Ce Système ne semble plus contrôlable par l’homme. Il est devenu autonome, fonctionne par lui-même, pour lui-même avec une logique qui lui est propre. Impitoyable, il a réussi à accumuler toutes les richesses laissant aux populations leur équivalent sous forme de dettes. Le principe de l’esclavage est posé sous le regard vide de gouvernants humains dépassés par l’ampleur du phénomène.

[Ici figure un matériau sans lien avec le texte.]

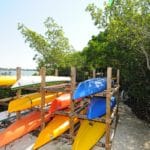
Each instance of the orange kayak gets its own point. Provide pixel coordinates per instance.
(31, 121)
(7, 80)
(22, 127)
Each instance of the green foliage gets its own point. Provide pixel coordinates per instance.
(53, 48)
(124, 44)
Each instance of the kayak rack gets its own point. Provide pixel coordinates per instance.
(111, 116)
(77, 107)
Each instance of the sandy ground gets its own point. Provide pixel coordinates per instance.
(131, 134)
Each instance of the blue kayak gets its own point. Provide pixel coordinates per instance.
(97, 107)
(89, 87)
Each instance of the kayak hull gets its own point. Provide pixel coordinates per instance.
(7, 80)
(26, 81)
(29, 101)
(21, 127)
(88, 135)
(55, 128)
(89, 87)
(97, 107)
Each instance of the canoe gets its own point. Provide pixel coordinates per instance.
(7, 80)
(26, 81)
(55, 128)
(88, 135)
(5, 116)
(97, 107)
(31, 121)
(89, 87)
(30, 100)
(21, 127)
(61, 102)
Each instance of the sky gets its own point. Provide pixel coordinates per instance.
(70, 14)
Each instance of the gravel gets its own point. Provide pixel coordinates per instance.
(131, 134)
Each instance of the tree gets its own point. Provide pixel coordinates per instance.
(125, 45)
(53, 48)
(127, 22)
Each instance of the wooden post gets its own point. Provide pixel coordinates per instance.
(73, 85)
(56, 72)
(118, 98)
(94, 73)
(18, 93)
(42, 73)
(118, 76)
(108, 96)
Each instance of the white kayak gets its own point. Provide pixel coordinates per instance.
(26, 81)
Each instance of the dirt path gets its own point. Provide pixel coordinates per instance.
(131, 134)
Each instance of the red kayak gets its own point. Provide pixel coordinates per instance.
(31, 121)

Les plus futés de la société essaient de faire ami-ami avec le monstre ne voulant pas voir que leur tour viendra d’être broyé un jour. La systématique de la raison leur sera aussi fatale qu’elle l’aura été à leurs congénères. Bref, la financiarisation de la planète pilotée par des robots annonce la défaite de l’humanité et nous fait entrer de plain-pied dans l’ère post-humaine.

Réjouissez-vous !
Liliane Held-Khawam


Graphique

Le Casino géant au service du dieu-argent est étalé ci-dessous [cliquez sur l'image pour l'agrandir] dans toute sa splendeur.
Ce visuel  est éloquent quant au processus de financiarisation de TOUT ce que la planète porte.
Parions que les quelques richesses résiduelles finiront très bientôt sous formes de produits dérivés. L’Etat transnational financier mondial sera alors achevé.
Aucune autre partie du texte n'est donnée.